Reproducing the Thesis
This section describes how to recreate the main tables and plots from the Thesis using the provided CLI. The workflow matches the experimental pipeline and writes all artifacts to outputs/
for inspection.
Environment. Install the nightly Rust toolchain and set up the Python environment with ./setup.sh
. This compiles the Rust extension and installs all Python dependencies used in the orchestration and analysis steps.
Maps and metadata. Start by rendering maps and computing abstractability labels:
./env/bin/python main.py preview-maps
This command writes one folder per map under outputs/maps/
and appends entries to outputs/maps/map_abstractability.csv
when new maps are encountered.
LLM abstraction and planning.
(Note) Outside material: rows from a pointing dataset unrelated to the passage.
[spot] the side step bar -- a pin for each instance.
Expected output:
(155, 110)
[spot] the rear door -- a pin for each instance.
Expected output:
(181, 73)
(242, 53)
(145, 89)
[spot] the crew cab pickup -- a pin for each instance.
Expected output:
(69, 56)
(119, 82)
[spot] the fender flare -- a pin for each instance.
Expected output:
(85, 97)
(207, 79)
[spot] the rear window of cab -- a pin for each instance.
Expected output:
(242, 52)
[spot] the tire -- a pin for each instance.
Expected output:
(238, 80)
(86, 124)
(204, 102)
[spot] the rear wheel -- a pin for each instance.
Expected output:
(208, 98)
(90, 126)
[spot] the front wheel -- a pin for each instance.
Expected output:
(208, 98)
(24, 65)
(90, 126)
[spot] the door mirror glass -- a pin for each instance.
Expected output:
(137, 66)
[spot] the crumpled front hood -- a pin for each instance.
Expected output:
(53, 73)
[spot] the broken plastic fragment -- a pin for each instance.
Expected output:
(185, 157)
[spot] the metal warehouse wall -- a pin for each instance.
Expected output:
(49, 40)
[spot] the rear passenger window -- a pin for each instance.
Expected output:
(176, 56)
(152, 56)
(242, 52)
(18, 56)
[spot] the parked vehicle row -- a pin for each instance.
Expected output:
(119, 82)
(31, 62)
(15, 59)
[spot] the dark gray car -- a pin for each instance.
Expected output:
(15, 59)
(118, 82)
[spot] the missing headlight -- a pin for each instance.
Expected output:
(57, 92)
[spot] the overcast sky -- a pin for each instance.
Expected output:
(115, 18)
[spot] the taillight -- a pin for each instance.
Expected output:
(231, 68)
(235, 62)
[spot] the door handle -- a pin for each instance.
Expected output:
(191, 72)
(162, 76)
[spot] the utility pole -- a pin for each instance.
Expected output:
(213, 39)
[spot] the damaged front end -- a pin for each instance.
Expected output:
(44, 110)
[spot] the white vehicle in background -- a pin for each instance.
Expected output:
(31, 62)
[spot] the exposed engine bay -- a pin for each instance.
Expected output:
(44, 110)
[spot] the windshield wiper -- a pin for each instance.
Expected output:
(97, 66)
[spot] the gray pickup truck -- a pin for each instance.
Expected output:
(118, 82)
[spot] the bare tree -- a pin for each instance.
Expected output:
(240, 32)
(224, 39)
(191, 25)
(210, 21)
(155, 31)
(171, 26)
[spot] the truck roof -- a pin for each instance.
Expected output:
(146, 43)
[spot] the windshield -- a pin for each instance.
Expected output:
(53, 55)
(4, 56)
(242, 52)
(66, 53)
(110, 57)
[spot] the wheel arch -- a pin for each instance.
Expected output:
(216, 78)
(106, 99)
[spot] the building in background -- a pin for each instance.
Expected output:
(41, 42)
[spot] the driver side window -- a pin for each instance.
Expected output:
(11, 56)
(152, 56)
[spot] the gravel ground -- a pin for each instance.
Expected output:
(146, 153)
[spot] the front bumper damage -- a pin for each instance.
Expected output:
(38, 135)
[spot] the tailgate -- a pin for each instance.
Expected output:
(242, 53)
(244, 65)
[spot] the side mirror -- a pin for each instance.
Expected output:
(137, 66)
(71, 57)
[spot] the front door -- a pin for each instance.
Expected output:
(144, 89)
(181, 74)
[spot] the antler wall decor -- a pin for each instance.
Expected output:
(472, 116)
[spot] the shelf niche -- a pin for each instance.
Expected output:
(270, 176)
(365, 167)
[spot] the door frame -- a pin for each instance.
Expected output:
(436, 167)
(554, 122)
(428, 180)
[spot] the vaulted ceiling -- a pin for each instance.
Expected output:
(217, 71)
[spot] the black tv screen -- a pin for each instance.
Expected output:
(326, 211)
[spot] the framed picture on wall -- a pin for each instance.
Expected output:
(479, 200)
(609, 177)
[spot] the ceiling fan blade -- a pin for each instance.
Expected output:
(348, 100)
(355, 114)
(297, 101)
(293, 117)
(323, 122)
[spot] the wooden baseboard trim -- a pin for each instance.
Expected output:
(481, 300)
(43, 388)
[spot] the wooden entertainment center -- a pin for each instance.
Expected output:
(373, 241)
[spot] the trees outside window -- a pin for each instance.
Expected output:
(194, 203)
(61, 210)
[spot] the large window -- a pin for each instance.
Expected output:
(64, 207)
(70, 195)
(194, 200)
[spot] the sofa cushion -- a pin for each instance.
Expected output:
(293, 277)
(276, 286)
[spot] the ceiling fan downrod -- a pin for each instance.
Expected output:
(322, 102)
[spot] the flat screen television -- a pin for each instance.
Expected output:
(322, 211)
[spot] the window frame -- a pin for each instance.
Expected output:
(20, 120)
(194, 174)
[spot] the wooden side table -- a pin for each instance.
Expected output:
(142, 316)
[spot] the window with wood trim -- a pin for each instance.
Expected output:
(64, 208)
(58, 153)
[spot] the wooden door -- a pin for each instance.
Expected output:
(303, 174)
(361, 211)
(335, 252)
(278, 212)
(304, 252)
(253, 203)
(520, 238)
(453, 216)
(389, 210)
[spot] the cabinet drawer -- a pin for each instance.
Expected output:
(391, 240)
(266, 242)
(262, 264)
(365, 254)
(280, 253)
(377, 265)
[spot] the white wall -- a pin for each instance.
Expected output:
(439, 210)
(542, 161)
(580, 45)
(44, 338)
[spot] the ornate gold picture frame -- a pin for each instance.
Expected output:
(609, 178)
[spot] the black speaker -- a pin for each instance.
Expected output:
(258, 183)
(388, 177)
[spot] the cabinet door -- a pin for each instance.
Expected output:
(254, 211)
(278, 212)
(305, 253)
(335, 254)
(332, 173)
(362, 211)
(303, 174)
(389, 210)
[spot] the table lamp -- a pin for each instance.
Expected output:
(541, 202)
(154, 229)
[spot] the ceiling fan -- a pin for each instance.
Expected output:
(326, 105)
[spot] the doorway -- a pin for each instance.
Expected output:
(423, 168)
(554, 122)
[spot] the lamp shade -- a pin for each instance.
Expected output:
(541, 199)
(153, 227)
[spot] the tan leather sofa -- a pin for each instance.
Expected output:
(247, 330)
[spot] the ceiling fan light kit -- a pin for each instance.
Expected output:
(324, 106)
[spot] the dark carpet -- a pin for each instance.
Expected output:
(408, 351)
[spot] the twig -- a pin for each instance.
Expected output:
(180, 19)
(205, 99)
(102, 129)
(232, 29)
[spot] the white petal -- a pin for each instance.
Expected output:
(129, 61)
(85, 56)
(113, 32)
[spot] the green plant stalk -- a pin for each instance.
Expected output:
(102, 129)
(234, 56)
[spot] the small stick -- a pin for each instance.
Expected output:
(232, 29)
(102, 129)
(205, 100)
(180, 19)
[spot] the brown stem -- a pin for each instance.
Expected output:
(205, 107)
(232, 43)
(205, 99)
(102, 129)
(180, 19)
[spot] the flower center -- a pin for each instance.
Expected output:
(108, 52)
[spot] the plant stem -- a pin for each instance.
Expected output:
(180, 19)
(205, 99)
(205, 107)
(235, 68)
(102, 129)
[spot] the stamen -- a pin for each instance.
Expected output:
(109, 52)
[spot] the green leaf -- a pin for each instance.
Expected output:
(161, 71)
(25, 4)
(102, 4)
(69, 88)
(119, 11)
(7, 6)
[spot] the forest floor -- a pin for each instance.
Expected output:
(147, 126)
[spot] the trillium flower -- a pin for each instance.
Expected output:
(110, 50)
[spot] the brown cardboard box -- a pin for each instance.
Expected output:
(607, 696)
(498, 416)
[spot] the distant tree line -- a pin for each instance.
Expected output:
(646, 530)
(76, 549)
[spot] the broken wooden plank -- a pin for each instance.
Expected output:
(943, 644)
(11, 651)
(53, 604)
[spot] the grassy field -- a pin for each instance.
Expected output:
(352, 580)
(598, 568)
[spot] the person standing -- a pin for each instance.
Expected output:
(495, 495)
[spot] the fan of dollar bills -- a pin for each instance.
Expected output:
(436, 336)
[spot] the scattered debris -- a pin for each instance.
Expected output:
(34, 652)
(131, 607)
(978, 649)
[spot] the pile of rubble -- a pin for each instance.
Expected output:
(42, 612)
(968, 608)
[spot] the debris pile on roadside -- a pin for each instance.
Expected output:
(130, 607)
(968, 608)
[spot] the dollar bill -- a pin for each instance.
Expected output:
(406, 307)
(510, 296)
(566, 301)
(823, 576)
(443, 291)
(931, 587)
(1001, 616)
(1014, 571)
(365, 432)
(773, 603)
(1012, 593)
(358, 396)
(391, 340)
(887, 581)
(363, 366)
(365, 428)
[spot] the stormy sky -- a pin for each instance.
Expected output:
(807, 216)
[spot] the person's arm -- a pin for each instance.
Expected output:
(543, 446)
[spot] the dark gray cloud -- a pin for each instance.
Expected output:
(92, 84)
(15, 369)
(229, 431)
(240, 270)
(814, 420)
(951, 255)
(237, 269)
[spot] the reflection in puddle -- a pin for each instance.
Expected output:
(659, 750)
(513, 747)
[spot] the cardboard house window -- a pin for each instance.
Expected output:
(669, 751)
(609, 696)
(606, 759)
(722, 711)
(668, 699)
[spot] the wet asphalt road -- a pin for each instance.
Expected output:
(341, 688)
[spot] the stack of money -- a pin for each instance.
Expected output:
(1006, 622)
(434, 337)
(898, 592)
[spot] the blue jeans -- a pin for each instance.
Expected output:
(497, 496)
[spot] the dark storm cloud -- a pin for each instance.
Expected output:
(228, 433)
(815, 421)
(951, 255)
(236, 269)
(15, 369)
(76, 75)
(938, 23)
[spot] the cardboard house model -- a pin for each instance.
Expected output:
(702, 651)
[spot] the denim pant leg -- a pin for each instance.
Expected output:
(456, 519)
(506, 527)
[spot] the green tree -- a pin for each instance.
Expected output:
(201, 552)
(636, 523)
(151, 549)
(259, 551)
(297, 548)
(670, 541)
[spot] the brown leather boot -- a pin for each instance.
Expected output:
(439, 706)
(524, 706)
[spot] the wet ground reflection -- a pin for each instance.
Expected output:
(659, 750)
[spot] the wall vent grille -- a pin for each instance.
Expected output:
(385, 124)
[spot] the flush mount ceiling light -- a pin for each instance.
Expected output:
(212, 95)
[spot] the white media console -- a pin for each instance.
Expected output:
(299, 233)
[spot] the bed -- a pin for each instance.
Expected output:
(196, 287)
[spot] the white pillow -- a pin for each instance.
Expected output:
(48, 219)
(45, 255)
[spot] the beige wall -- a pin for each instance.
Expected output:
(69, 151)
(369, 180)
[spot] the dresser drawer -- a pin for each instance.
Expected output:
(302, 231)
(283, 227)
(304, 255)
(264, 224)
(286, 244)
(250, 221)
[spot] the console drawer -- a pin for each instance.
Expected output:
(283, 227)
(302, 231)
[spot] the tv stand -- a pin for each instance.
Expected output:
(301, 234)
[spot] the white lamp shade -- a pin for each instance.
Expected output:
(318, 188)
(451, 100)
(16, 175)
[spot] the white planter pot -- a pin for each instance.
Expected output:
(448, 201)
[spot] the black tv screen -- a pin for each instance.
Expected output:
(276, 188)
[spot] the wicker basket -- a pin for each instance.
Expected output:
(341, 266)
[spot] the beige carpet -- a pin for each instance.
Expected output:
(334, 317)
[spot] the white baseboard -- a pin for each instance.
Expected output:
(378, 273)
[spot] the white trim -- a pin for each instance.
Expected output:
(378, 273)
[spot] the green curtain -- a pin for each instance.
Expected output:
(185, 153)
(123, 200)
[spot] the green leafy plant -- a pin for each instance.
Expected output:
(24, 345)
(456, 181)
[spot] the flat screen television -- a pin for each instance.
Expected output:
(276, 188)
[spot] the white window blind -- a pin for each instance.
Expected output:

Choose one or more prompt indices and model names and run benchmarking. To target a specific map hash, pass it with -g
:
./env/bin/python main.py benchmark-llm -i 0 -m deepseek-r1:7b -g map_3x3_36a9049c34
The command writes JSON responses, MCTS logs, and plots under outputs/llm_scoring/<map_hash>/
using filenames that include the prompt index and model.
Analysis. Aggregate results across maps and configurations and produce figures and rankings:
./env/bin/python main.py analysis
The outputs in outputs/analysis/
mirror the figures and tables discussed in the Thesis. For finer control over which maps and models are evaluated, see Repo → CLI Reference for the relevant flags.